Both are most commonly defined in the Euclidean plane and are primarily beneficial for solving problems related to geometric proximity, but they have also been generalized to higher dimensions, different distance measures and also for problems related to $n$-th nearest neighbor queries up to farthest neighbor queries.
This question is however only related to the planar euclidean case.
Have analogous "tandems" of triangulations and convex polygonal neighborhoods of discrete pointsets in the euclidean plane already appeared, resp., investigated where the corners of the polygonal neighborhoods are not the circum centers of triangles (which can also be outside of triangles e.g. in random triangulations), but other special points associated to triangles, like the ones listed in the ETC (of which the incircle center seems the most interesting choice because it is guaranteed to be inside the most degenerated triangle with nonzero area and, because it seems to generate polygonal neighborhoods with longer short sides)?
I am especially interested in results related to optimality criteria that the selection of specific triangle points (apart from the circum center) implies for the generated polygonal diagrams.

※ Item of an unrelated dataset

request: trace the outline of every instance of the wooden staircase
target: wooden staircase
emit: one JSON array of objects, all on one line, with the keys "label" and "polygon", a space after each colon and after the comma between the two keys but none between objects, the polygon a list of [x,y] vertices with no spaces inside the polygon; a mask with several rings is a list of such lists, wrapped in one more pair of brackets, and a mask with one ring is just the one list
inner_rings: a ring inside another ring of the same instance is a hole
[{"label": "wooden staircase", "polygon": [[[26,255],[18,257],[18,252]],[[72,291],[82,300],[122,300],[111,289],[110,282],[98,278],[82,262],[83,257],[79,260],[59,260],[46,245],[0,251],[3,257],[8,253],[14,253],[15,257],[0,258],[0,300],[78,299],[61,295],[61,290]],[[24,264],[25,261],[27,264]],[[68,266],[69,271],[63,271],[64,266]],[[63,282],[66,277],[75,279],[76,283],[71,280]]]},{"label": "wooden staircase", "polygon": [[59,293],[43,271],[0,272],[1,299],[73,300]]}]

constructing the polygonal regions from other triangle points might also have positive impact on the convergence rate of generating centroidal $VD$s; the triangulaton of the generated centers of gravity would however still be the $DT$ and after having reached good convergence, switching back to circumcenters could be done.
The question would then be, which of the special triangle points gives better performance improvements: incircle center or centroid? Further question in that respect: can convergence of the algorithm be improved by initially taking as new points for the subsequent $DT$ not the centers of gravity of the generated polygonal regions, but rather the centers of the largest enclosed circles?